A curious colleague put this question to me the other day. It got me thinking, which at my age is never a bad thing.
Keeping people fishing
It's always a good idea to have as many people as possible out fishing. The wider fisheries community doesn't always shout about the economic value our sport brings to the nation, especially in rural areas. Fishing in cold snowy conditions or on iced up fisheries is for the brave or perhaps the foolish. More people are likely to keep on fishing in a mild winter. Consider our licensees at fisheries like Drayton, Earlswood, Boddington etc. Relying as the bailiffs do on anglers visiting the fishery for their livelihood, a mild spell, especially if it coincides with the Christmas and New Year period can produce a useful income boost at a difficult time of year. I feel sure that anyone whose livelihood depends on the tackle trade feels the same way, preferring a mild winter over a cold, frosty one.
Rivers versus canals
Mild winters are pretty much always accompanied by rain, more often than not somewhat too much of it for comfort. Rivers can be out of bounds for fishing for days, weeks or maybe even months at a time. This is where the nation's canal network really comes into its own. Unless there are exceptional rainfall conditions when the canal is literally washed away, canals are pretty much always fishable. Rarely do water levels fluctuate and the worst that can happens is the canal becomes very coloured. I have lost count of the number of winter leagues scheduled for river venues that have been moved to the canal following flood conditions.
Keeping cormorants at bay
It has been said that you are not a proper fisheries manager until you have spent 100 consecutive mornings at a fishery scaring cormorants. My personal record was 107 mornings in a row at Boddington back in 2000. I slept like a log on that 108th morning. As my colleague Carl Nichols and licensee John Collins are currently discovering, it's a tiring business, cormorant scaring. I can image Carl is keeping his fingers crossed for some below zero temperatures and ice cover in the vicinity of Earlswood. Still, it will be worth it in the end.
I touched on the issue of ice cover in a previous blog. Several weeks of ice cover, especially on heavily stocked shallow stillwaters can lead to big trouble. Levels of dissolved oxygen can drop and levels of carbon dioxide build up. Shortage of oxygen can I believe lead to an increase in ammonia concentrations. The nitrifying bacteria that convert ammonium ions to nitrate ions need a supply of oxygen. Touch wood and maybe I am tempting fate but I have never experienced a problem of this nature on a Trust reservoir, perhaps due to the large size of the waterbody for the average size of the reservoir fisheries in our portfolio must be at least 30 acres
Water supply
Managing a portfolio of reservoir fisheries with fluctuating water levels brings with it its own unique challenges. Most reservoirs are operational and levels fall each year as the water is used to feed the canal network. Take Boddington Reservoir as an example. With average winter rainfall, it refills four or five times over but in a dry winter it may not even fill up at all. I recall one occasion, I think the winter 1997/1998 when Drayton failed to refill. Luckily the following summer was wetter than average which saved the day.
Fish health
Fish are cold blooded, having the same temperature as the water in which they swim. Temperate fish have evolved to undergo an annual period of low activity so a cold winter might be better for fish health. One of the worst scenarios for some fish species are fluctuating spring temperatures. Carp may become spawn bound and if the cannot be shed then septicaemia may set in, leading to fish deaths.
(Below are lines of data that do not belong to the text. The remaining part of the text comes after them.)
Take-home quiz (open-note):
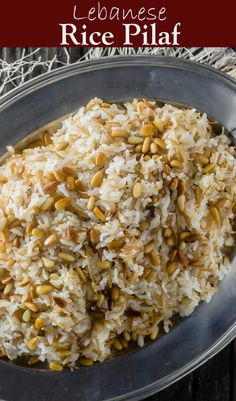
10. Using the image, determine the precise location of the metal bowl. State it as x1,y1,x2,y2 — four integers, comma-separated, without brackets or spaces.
0,56,236,401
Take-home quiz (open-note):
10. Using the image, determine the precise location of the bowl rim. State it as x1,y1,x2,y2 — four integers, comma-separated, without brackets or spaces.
0,54,236,401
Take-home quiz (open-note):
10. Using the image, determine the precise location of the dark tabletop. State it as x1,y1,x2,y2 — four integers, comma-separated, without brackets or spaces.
0,48,236,401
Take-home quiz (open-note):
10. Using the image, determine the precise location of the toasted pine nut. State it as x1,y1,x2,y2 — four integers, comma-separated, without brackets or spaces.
55,142,69,151
93,206,106,221
87,196,96,210
58,252,75,263
76,267,87,283
167,262,177,274
170,159,183,170
66,175,75,191
53,170,65,182
43,181,58,195
79,358,93,366
170,177,179,191
41,196,55,212
128,136,143,145
111,287,120,302
66,228,77,242
0,217,7,232
150,142,158,154
44,233,59,246
95,152,106,167
32,228,45,238
27,337,38,351
210,206,220,226
36,284,53,295
52,296,67,308
113,338,123,351
154,119,164,132
146,270,157,283
43,131,52,146
42,256,55,269
140,124,154,137
34,317,44,330
164,227,173,238
107,238,125,251
143,241,155,254
97,260,112,269
149,251,161,266
177,194,186,213
133,182,143,199
55,198,71,210
90,170,104,188
202,163,215,174
49,362,63,372
111,128,129,138
196,154,209,165
154,138,166,150
142,136,151,153
22,309,31,323
149,326,159,341
25,301,38,312
89,228,100,244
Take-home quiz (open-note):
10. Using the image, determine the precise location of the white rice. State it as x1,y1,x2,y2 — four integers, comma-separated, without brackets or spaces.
0,99,236,370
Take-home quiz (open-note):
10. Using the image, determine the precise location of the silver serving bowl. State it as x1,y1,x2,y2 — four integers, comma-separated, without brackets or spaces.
0,56,236,401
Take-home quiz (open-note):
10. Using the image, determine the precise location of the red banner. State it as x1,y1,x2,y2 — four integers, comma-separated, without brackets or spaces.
0,0,236,47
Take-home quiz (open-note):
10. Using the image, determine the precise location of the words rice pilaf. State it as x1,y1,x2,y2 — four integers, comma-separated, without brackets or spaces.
0,99,236,371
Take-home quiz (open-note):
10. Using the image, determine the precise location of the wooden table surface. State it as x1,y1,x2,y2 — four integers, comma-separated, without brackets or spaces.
0,48,236,401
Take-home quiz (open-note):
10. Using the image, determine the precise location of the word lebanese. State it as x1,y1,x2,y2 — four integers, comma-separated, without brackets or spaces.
59,2,181,46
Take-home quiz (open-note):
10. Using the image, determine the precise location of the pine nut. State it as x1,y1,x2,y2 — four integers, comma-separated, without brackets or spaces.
97,260,112,269
55,142,69,151
87,196,96,210
52,296,67,308
36,284,53,295
0,217,7,232
140,124,154,137
41,196,55,212
142,136,151,153
143,241,155,254
146,270,157,283
25,301,38,312
113,338,123,351
53,170,65,182
95,152,106,167
154,138,166,150
66,175,75,191
150,142,158,154
44,233,59,246
170,159,183,170
43,131,52,146
79,358,93,366
93,206,106,221
55,198,71,210
133,182,143,199
90,170,104,188
43,181,58,195
34,317,44,330
49,362,63,372
128,136,143,145
167,262,177,274
58,252,75,263
32,228,44,238
42,256,55,269
202,163,215,174
149,251,161,266
177,194,186,213
27,337,38,351
210,206,220,226
22,309,31,323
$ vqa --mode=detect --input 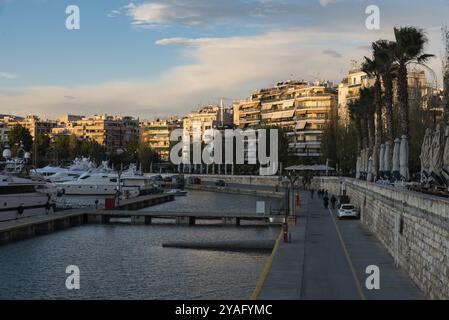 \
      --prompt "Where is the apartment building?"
[140,118,182,161]
[2,114,58,139]
[0,120,11,144]
[233,81,337,158]
[183,105,233,134]
[337,67,375,125]
[66,114,139,152]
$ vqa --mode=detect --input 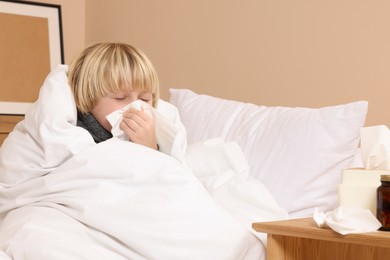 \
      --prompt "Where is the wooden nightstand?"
[252,218,390,260]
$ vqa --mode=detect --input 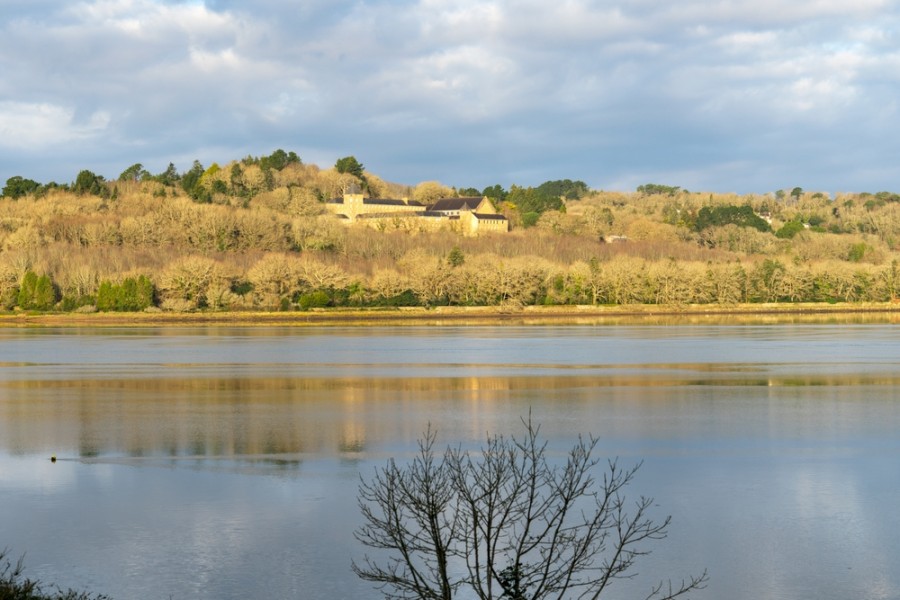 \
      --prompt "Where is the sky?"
[0,0,900,194]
Completing the winter fisheries management Programme
Much of the Trust's fisheries management work is undertaken in the October to April period. The ideal conditions for some activity such as canal fish rescues would be cold but not freezing. Once ice cover sets in fisheries management tends to grind to a halt. Some of our work such as fish harvesting and translocation is more efficient when temperatures rise slightly. The reason for this relates to the position of fish in the water column and how they subsequently respond to electrofishing. When they are moribund there is a tendency for them to sink rather than float to the surface.
Fry survival
For many fish species, more than 99% of the fry fail to survive beyond the end of their first winter. In simplistic terms, there is insufficient food available and so most succumb.
In theory warmer winters, accompanied by reasonable light intensities should lead to higher food production and hence better fry survival. I was in Worcester just a few days ago. The New Road cricket ground, home of the legendary Basil D'Oliveira was a metre under water and the Severn a raging torrent. I sometimes wonder how any small fish ever manage to survive in these conditions.
Indeed, many do inevitably get washed out to sea as estuary netsmen often record coarse fish in their catches. However, some fry do always survive in nooks and crannies away from the main flow. And elvers, the young eels about to enter their fourth year of life are now entering the Severn estuary and migrate upriver. They can do this much more easily when the flow of the river is high.